Um acidente de viação em Portugal
É do conhecimento público que apenas são contabilizados como mortes os óbitos que ocorrem antes da entrada no hospital ou serviço de saúde de destino, pelo que uma substancial percentagem dos feridos graves, que vem a falecer em consequência dos acidentes de viação, não são incluidas nas estatísticas.
Com a melhoria dos meios de socorro, das estradas e do suporte imediato de vida, a possibilidade de sobrevivência até à chegada a uma unidade hospitalar aumenta, sem que tal se traduz num significativo aumento da percentagem de vítimas que vêm a recuperar.
Os próprios números da Direcção-Geral de Saúde e da Autoridade Nacional de Segurança Rodoviária (ANSR) são díspares, com uma diferença substancial a favor da primeira, diferindo ainda das estatísticas enviadas para Bruxelas.
A ANSR defende o rigor dos seus números dizendo que os números de mortes na estrada são incrementados através de uma estimativa que considera que 14% dos feridos graves morrem nos hospitais, valor que é abaixo do acompanhamento efectuado pela Polícia de Segurança Pública (PSP) de Lisboa, única entidade que efectua um controle das vítimas de acidentes ocorridos na sua área de actuação.

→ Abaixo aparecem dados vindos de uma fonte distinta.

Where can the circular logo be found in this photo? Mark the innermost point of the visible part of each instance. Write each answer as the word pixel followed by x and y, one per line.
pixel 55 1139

Mesmo considerando que o perfil do ferido grave num acidente urbano, que muitas vezes é um atropelamento, é diferente do que acontece numa via fora de uma povoação, que normalmente envolve apenas vítimas que se encontravam em viaturas, a projecção da ANSR peca por defeito quando comparada com os mais de 50% da PSP de Lisboa.
Também não nos espantou que o Governo, através do Secretário de Estado da Protecção Civil, opte por manter o actual erro, alegando a necessidade de manter critérios que facilitem a comparação com anos anteriores.
Tal justificação, de tão absurda, nem merece comentários sendo de lembrar que os critérios de avaliação do desemprego foram alterados de modo a apresentar números mais favoráveis, não tendo, na altura, o Governo demonstrado preocupações com eventuais problemas ou dificuldades na comparação.
No entanto, igualmente grave, é a falta de vontade política para assumir a realidade, optando os sucessivos governos por manter uma ilusão que talvez beneficie a imagem do País no exterior, mas que, na verdade, já não engana nem mesmo os mais incautos.
Tal como em muitas outras áreas, onde não existem estatísticas de fontes independentes, os números dos acidentes de viação não inspiram qualquer confiança, pecando por defeito e não traduzem em nada a realidade nacional, sendo manifestamente manipulados de modo a esconder a tragédia que se vive nas estradas portuguesas.